There was no celebration, no finish line. I didn’t get a medal. I got a big hug from my husband, and on the way home, I got a hotdog from Dairy Queen. And then I got a nap, which was perhaps the best reward of all.

A bike leans against a tree at a campground in the morning.
Morning at Baker Campground. Photo courtesy of Lisa Kapsner-Swift.

 

A woman takes a selfie in front of a park sign for Eastman Nature Center at Elm Creek Park Reserve.
Photo courtesy of Lisa Kapsner-Swift.

Day Three Totals: 40 miles, two park reserves, one Three Rivers trail

In the days since, I’ve had time to reflect on the trip. There’s something meditative about the practice of long-distance biking - or running, or skiing, or anything where there’s nothing to do except that one thing. Where your immediate life narrows to the necessity of doing it, and then you hit that glorious moment when everything clicks and the ground flies beneath you while your mind wanders and you take in the entirety of the world around you.

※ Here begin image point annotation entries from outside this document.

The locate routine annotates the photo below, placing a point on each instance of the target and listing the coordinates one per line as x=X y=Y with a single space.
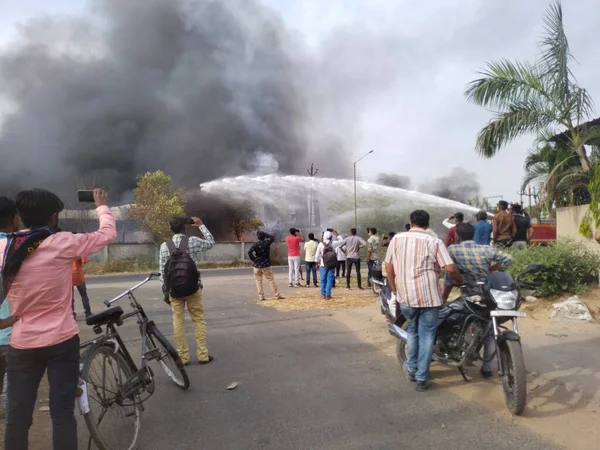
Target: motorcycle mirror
x=533 y=268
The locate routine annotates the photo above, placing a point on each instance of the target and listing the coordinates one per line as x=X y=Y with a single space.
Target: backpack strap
x=183 y=245
x=170 y=246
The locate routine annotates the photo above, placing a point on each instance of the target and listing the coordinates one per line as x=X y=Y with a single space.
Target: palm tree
x=540 y=98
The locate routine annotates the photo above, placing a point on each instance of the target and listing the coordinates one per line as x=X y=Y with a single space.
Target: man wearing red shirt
x=293 y=243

It was so much more than just a tribute to the parks. It was a liberation, a realization of all that I was capable of if only I gave myself the chance.

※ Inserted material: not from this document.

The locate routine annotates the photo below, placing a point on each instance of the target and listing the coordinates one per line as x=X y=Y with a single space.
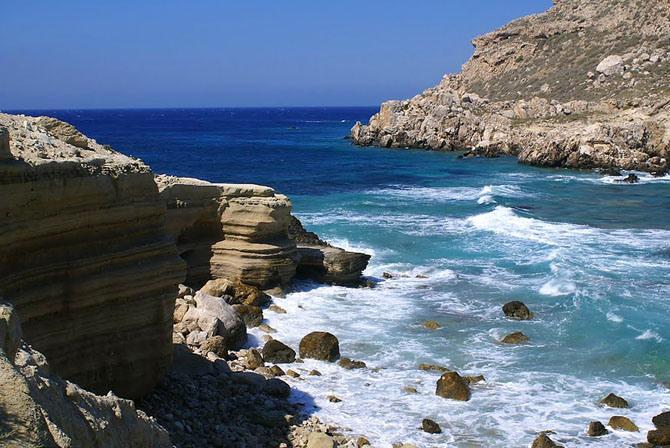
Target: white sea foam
x=649 y=334
x=614 y=317
x=483 y=195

Time to plan another trip.

About the Author

A woman smiles in front of a landscape of pine trees and a large lake.

Lisa is an ultrarunner (and, apparently, a cyclist) in the Twin Cities. As a child, she wanted to be a paleontologist, then a park ranger, then a lawyer, then an opera singer. So she became none of them and is instead an office assistant. Her greatest priority in life is spending time in nature, exclaiming over tiny flowers and grasses. Lisa believes that life is better when you find a way to be delighted by simple things and is always up for an adventure. She is exhausting to all who know her.